Ala Balanchine: The Division of Dance at Meadows School of the Arts' Olivia Banaszack, Emily Sears, Sarah Atkins, Mary Ashley Elmore, Travis Kelley and Lauren Harvey in Concerto Barocco.
Paul Talley
Ala Balanchine: The Division of Dance at Meadows School of the Arts' Olivia Banaszack, Emily Sears, Sarah Atkins, Mary Ashley Elmore, Travis Kelley and Lauren Harvey in Concerto Barocco.

Sunday, November 23
Back in our home-performance phase, we'd sing "Mammy," "Alexander's Ragtime Band" and Carousel's "Soliloquy" with Mom's Mandy Patinkin CD, using various props, for no apparent audience. Imagine how shocked we were to discover the sensitive songster was rough-and-tumble Inigo Montoya in The Princess Bride.
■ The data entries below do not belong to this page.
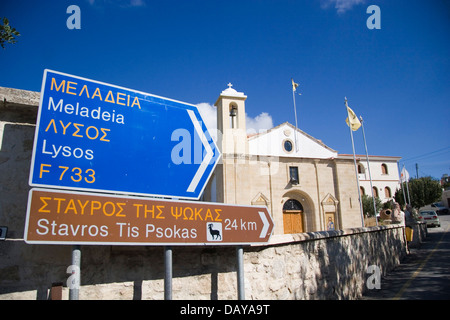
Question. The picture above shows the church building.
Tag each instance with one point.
(306, 185)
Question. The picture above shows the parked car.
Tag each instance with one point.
(438, 207)
(430, 217)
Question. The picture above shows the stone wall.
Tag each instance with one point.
(322, 265)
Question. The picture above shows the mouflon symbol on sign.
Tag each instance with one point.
(214, 232)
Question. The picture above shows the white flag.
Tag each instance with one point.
(404, 175)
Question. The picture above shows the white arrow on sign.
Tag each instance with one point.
(266, 224)
(209, 153)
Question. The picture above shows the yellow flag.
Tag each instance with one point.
(353, 119)
(294, 85)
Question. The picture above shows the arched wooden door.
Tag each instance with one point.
(293, 216)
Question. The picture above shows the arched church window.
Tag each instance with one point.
(292, 205)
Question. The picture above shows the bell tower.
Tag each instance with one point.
(231, 122)
(232, 141)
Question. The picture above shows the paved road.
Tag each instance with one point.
(424, 274)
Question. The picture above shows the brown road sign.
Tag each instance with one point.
(65, 217)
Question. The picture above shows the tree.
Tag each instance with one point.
(422, 191)
(368, 205)
(7, 34)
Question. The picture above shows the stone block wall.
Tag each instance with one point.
(321, 265)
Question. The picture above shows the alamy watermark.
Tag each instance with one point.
(374, 21)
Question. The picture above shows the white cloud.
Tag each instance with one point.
(260, 123)
(341, 5)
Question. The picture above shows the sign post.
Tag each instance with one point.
(93, 136)
(79, 218)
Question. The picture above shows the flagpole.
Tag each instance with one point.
(370, 175)
(356, 169)
(295, 113)
(407, 188)
(403, 188)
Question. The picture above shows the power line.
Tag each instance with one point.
(435, 153)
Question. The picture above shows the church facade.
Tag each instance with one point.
(306, 185)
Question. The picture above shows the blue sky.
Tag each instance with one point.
(396, 77)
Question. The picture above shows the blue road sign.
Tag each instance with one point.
(95, 136)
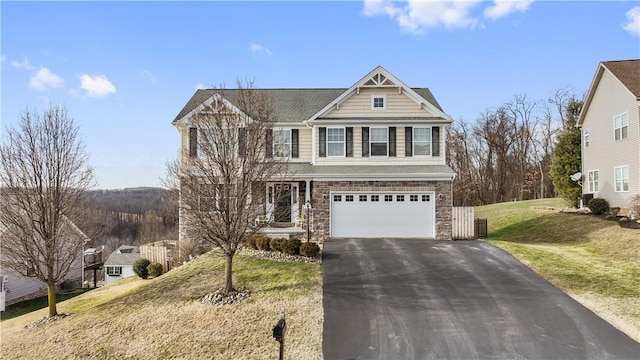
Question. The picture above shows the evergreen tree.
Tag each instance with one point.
(567, 158)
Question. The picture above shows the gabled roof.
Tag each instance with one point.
(381, 78)
(124, 255)
(626, 71)
(298, 105)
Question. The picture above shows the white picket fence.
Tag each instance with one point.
(462, 222)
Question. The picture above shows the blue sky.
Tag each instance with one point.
(125, 69)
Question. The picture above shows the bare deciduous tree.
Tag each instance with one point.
(221, 182)
(44, 174)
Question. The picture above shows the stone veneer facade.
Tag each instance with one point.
(321, 202)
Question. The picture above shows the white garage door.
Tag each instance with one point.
(383, 214)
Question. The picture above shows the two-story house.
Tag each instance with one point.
(369, 159)
(610, 125)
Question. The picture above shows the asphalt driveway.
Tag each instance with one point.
(422, 299)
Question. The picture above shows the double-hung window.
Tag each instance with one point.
(379, 141)
(621, 126)
(421, 141)
(587, 138)
(378, 102)
(621, 178)
(335, 142)
(282, 143)
(114, 270)
(593, 186)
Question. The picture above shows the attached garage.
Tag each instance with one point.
(382, 214)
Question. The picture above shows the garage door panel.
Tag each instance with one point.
(382, 218)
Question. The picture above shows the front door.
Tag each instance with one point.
(282, 199)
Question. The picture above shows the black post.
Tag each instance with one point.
(308, 206)
(279, 331)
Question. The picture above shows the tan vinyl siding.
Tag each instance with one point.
(359, 105)
(399, 159)
(610, 99)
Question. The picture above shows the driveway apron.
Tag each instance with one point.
(427, 299)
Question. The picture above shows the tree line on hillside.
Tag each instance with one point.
(508, 153)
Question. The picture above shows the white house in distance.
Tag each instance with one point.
(610, 125)
(370, 159)
(19, 287)
(119, 265)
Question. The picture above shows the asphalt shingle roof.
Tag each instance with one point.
(628, 72)
(291, 105)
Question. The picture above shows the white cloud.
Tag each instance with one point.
(44, 79)
(257, 48)
(96, 86)
(503, 8)
(417, 16)
(148, 75)
(633, 21)
(24, 64)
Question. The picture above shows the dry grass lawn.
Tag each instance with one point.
(162, 318)
(595, 261)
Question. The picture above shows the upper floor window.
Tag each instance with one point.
(378, 102)
(587, 138)
(282, 143)
(593, 186)
(335, 142)
(421, 141)
(621, 178)
(620, 126)
(379, 141)
(114, 270)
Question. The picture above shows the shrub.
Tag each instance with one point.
(250, 242)
(598, 206)
(309, 249)
(140, 267)
(291, 246)
(154, 269)
(263, 242)
(275, 244)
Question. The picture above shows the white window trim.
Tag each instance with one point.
(413, 141)
(273, 146)
(621, 179)
(624, 123)
(384, 102)
(344, 142)
(590, 187)
(378, 142)
(587, 138)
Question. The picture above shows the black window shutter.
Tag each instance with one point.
(323, 142)
(392, 141)
(242, 139)
(435, 141)
(193, 142)
(269, 143)
(349, 142)
(365, 141)
(294, 143)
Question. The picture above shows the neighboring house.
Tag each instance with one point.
(610, 127)
(119, 265)
(18, 287)
(370, 159)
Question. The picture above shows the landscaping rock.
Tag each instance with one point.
(278, 256)
(46, 320)
(219, 298)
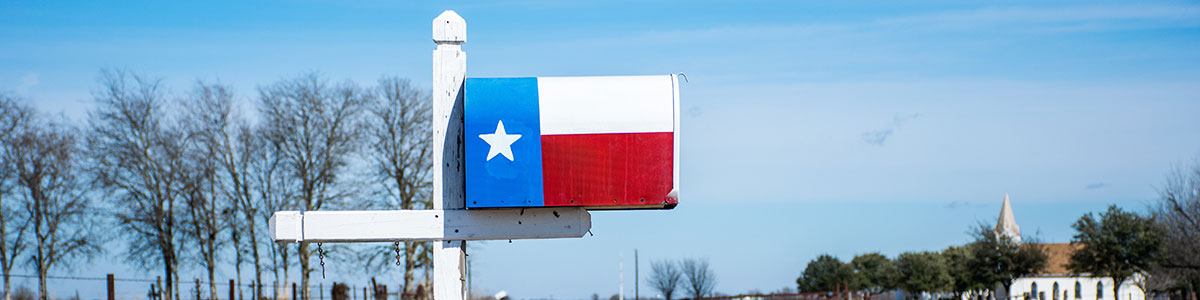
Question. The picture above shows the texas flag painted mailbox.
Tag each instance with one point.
(593, 142)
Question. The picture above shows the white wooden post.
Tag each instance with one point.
(449, 70)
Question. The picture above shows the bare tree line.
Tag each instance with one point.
(189, 181)
(693, 275)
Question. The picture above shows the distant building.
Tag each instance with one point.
(1056, 282)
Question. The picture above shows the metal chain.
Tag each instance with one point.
(321, 255)
(397, 255)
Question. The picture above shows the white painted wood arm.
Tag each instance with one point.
(429, 225)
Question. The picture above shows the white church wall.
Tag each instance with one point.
(1129, 289)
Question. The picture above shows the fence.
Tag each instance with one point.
(231, 291)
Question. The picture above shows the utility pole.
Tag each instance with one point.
(621, 276)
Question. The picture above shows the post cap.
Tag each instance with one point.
(449, 28)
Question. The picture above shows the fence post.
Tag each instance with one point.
(449, 70)
(112, 295)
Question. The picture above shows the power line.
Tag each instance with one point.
(81, 277)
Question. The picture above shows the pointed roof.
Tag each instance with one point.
(1007, 225)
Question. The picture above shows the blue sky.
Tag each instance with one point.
(809, 126)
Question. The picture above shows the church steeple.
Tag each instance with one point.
(1006, 226)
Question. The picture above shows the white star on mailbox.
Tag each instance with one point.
(501, 143)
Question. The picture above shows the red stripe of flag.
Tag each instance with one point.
(607, 169)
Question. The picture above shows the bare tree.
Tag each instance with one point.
(13, 223)
(208, 121)
(46, 160)
(1177, 211)
(701, 279)
(401, 150)
(137, 159)
(269, 180)
(665, 277)
(317, 127)
(235, 147)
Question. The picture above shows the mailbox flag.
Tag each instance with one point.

A doc on Chicago Hope, Che in Evita and a naked version of himself in Run, Ronnie, Run!, and we still can't get past his rendition of "No One is Alone" from Into the Woods. It's an obsession, secret no more; we can't deny ourselves. So how lucky are we that at 8 p.m. on Sunday, Mr. Golden Throat is at the Eisemann Center, 2351 Performance Drive in Richardson, doing a concert to benefit National Council of Jewish Women, Greater Dallas section. He's what The New York Post called "the greatest entertainer on Broadway today," and to us, he was a great backup singer when we were just starting out. Tickets are $52 to $152. Call 972-744-4650.

Monday, November 24
At 21, our social lives were more than a little swayed by nightly drink specials. That lasted a good year or so until we hopped onto the fitness kick and cycled through nights of cardio-kickboxing, Pilates and step. That lasted until we suffered a broken bone (unrelated!) and discovered a very satisfying regimen of cable TV. Nearing 30, we long for something fit and creative to pass the hours, something more than riding our Tony Little Gazelle for an entire episode of The O.C. Monday night now has an inspiring little kick to it with Salon Pavadita's Lindy Hop Classes. The classes build on one another while keeping it simple enough for a newcomer to jump in. Beginning Lindy classes (at 8 p.m.) tackle the basics with eight-count rhythm, swing outs, Charleston and more, while the intermediate Lindy classes (at 7 p.m.) branch out on partnership, movement and musicality. With an appeal to several age groups, the classes are great for meeting people and offer an opportunity to, as Outkast would say, "shake it like a Polaroid picture." While we're not real clear on how to shake it correctly, we know instructors Jeff and Elaine will tell us how to put the right foot forward. Or is it the left? Salon Pavadita is located at 2714 1/2 Greenville Ave. Call 214-228-4454.

Tuesday, November 25
Thanksgiving, as a rule, is a day of excessive ingestion and a subsequent sleepy contentment, until it's time for the concoction of leftovers. A certain amount of boredom is expected Thursday, but with travel blackouts and the like, it's likely that visitors will arrive a few days early and require a bit of midday entertainment. Celebrate the Tuesday before with a Behind the Scenes Holiday Performance by Dallas Black Dance Theatre. The "intimate noontime performances" break up the What Now? Syndrome of the days off with new pieces created by Ingrid Abbott and Edmond Giles and performed by the seemingly airborne and exceptionally fluid DBDT dancers. Plus, audience members can meet the talent in person after the show. The dance is on at the DBDT studio, 2627 Flora St., at noon on Tuesday (Wednesday, too). Admission is free but with limited seating, so reservations are wise. Call 214-871-2390.